The solution to discrete time finite horizon LQR problem is well studied. We have the linear system $$x_{k+1}=A x_{k}+B u_{k}+w_k$$ where $w_k$ is a random variable with mean $0$ and finite second moment, and we want to minimize $$J(\pi)=\mathbb{E} \{x_{N}^{\top} P x_{N}+\sum_{k=0}^{N-1} x_{k}^{\top} Q x_{k}+u_{k}^{\top} R u_{k}\}$$.
Given an input $x_0$, and sample i.i.d noise at each time step, we can recursively find optimal $u_k$.
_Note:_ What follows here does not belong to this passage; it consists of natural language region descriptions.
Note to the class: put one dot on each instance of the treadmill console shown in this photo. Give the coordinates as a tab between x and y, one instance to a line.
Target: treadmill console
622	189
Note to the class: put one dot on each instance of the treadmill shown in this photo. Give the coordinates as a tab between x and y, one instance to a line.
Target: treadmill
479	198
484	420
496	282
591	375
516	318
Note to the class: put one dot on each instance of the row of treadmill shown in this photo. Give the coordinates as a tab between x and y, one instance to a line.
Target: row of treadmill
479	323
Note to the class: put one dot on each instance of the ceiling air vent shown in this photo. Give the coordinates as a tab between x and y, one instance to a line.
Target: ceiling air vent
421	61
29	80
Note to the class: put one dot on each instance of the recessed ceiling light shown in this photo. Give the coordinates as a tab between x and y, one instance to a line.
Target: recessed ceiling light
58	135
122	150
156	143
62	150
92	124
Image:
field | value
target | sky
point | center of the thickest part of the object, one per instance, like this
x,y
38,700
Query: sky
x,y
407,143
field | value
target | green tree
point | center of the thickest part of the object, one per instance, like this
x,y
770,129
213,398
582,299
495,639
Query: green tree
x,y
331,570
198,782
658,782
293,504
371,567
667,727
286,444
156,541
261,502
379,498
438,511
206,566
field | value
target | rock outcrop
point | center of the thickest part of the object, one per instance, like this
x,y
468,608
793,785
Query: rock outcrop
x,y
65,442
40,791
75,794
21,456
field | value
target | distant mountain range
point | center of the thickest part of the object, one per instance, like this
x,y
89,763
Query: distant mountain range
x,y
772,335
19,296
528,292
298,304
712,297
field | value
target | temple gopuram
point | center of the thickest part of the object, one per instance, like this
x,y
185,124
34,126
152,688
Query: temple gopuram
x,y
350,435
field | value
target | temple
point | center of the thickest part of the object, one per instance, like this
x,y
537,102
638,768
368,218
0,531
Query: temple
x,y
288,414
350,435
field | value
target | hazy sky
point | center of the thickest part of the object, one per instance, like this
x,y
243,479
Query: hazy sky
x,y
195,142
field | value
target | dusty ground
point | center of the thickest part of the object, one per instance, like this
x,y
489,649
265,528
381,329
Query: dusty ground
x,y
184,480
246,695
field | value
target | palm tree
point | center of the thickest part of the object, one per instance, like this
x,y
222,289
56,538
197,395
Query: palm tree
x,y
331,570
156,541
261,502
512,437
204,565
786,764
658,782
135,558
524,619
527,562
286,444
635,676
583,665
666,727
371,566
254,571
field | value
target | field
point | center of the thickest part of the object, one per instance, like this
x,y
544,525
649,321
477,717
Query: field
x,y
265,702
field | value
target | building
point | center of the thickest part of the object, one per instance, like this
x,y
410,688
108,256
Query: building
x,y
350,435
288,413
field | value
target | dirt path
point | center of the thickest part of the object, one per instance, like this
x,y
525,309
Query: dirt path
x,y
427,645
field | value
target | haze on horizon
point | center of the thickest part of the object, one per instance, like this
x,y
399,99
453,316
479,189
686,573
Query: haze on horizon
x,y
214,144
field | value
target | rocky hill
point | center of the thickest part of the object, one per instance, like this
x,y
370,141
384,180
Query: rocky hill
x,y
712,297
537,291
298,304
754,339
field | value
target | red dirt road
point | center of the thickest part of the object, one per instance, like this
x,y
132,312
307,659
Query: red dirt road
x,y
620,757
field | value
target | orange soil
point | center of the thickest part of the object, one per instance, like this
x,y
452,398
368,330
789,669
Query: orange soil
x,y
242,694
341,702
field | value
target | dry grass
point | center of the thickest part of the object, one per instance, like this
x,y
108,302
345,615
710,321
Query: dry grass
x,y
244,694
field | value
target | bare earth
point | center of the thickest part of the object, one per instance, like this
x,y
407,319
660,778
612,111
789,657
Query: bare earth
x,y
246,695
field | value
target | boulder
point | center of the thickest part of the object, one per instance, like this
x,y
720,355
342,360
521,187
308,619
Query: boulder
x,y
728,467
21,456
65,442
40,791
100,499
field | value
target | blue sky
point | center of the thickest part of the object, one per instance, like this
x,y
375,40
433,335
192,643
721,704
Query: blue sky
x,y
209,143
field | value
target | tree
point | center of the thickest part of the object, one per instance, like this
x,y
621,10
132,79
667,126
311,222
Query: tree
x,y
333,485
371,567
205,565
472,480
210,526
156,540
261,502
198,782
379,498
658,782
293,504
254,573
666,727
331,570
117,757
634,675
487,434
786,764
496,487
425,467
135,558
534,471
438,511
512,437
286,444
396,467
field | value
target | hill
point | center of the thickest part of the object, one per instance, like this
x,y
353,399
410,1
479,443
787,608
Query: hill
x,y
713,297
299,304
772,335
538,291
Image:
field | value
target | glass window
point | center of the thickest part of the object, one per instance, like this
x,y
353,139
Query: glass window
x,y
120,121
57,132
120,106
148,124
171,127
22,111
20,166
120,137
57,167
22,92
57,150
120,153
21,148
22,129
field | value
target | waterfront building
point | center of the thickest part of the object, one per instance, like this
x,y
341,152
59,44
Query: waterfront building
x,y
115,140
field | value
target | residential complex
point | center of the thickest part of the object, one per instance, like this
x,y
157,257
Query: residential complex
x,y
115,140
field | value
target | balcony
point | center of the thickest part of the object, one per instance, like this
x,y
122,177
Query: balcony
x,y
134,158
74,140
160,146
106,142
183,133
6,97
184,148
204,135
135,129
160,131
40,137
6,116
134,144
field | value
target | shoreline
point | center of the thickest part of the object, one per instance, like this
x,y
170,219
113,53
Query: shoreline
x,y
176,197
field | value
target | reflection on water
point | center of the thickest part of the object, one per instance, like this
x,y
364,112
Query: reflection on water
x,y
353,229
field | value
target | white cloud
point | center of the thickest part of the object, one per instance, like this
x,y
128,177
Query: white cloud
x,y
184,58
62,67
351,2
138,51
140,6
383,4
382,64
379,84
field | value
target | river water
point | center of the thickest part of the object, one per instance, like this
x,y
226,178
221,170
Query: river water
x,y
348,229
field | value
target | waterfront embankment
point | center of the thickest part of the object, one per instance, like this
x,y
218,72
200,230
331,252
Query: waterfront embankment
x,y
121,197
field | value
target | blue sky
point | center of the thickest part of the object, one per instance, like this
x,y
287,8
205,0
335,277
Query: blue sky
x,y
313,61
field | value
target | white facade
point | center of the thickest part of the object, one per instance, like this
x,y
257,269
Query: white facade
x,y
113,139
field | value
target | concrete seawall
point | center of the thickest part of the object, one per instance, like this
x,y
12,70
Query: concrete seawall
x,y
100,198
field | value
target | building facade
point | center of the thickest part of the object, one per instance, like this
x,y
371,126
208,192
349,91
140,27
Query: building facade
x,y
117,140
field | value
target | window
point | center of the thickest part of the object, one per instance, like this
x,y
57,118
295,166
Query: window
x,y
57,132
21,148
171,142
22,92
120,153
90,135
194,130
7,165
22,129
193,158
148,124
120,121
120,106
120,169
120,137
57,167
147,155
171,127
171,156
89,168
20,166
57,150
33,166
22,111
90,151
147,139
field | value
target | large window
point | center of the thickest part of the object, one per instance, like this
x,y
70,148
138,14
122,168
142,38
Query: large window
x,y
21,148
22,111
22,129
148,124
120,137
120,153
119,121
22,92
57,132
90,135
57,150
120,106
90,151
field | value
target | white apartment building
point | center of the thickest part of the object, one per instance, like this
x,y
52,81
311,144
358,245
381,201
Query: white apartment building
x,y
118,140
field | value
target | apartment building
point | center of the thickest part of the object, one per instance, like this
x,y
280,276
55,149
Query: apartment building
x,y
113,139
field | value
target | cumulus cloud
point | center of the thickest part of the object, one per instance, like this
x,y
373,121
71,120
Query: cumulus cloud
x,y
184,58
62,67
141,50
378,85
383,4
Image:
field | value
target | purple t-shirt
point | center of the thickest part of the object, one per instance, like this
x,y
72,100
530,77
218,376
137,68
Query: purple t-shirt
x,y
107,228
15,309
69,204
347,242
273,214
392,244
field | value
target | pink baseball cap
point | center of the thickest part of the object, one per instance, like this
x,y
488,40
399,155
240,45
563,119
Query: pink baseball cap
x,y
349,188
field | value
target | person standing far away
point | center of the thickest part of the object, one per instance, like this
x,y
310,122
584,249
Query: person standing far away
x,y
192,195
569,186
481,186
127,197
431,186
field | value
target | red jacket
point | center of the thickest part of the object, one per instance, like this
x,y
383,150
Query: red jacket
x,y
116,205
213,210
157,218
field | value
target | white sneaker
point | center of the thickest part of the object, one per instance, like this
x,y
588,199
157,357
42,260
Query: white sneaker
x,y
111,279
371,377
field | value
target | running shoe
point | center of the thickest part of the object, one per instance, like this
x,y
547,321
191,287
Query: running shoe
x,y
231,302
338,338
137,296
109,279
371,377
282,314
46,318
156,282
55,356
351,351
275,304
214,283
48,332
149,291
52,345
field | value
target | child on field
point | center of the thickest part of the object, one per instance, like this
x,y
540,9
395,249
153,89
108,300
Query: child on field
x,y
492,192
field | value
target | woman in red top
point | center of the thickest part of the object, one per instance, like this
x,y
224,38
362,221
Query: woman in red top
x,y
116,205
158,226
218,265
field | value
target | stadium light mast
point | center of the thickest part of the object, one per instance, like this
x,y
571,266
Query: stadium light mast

Now, my question is, what if we want to mininize an "empirical" version of the above expectation, which is an average of $T$ trails: $$J = \frac{1}{T}\sum_{i=0}^{T} \big(x_{N}^{i\top} P x_{N}^{i}+\sum_{k=0}^{N-1} x_{k}^{i\top} Q x_{k}^{i}+u_{k}^{\top} R u_{k}\big)$$ where $$x_{k+1}^i=A x_{k}^i+B u_{k}+w_k^i$$
Of course, the initial point of each trail is the same, i.e., $x_0^i=x_0$ for all $i$. The key point here is that we want to find a SINGLE control sequence that minimize the empirical mean of several indepedent trails, where the state may be different due to indepdent noise $w_k^i$. Any existing theory or ideas to deal with the problem? Thanks!